Tuesday, January 30, 2007

CDK Workshop - Day #2

Because of other obligations, I was unable to attend the first day of the CDK Workshop, though Christoph had set up Skype so that at least I could hear the talks from Prof. Berthold (Konstanz, Germany) about KNIME and Prof. Zielesny about CDK-Taverna.

Today, Miguel Rojas and Stefan Kuhn discussed their research. Miguel showed the state of mass spectrum prediction using the CDK and the MEDEA plugin for Bioclipse. Stefan demonstrated the NMRShiftDB and a new lab systems for NMR experiment scheduling and management system based on that.
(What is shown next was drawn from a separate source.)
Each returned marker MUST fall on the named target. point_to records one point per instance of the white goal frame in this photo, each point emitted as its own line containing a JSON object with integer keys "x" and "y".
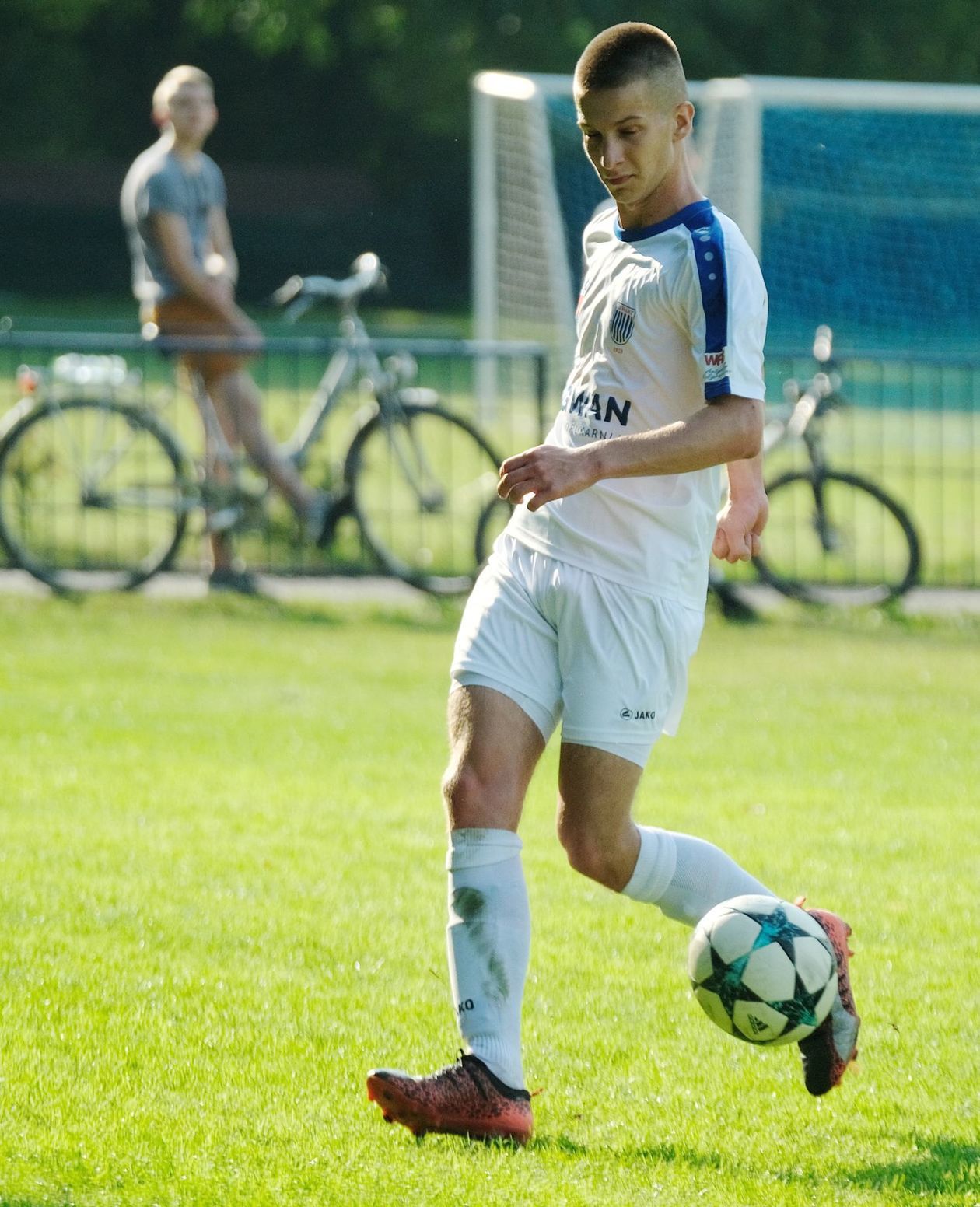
{"x": 728, "y": 157}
Dr. Ott (Nijmegen, Netherlands) showed the BioMeta Database which contains metabolite and reaction information derived from the KEGG, but which fixes a set of chemical problems in the latter (see also the article, DOI:10.1186/1471-2105-7-517).

The afternoons of CDK workshops traditionally have discussion sessions and hackathons. Two groups were formed: one consisted of the KNIME guys who, together with Miguel and Federico focused in QSAR descriptor calculations in KNIME, while Stefan, Martin and me looked at the fingerprinter peculiarities that Martin found (see also this CDK News article), and came up with a possible further performance improvement of the AllRingsFinder. Because one class of molecules that is causing trouble consist of two ring systems connected by a long linker, like Choloyl-CoA (below), we anticipate that splitting the molecule up into ring systems prior to using the SSSR algorithm should speed up the complete all-ring finding process.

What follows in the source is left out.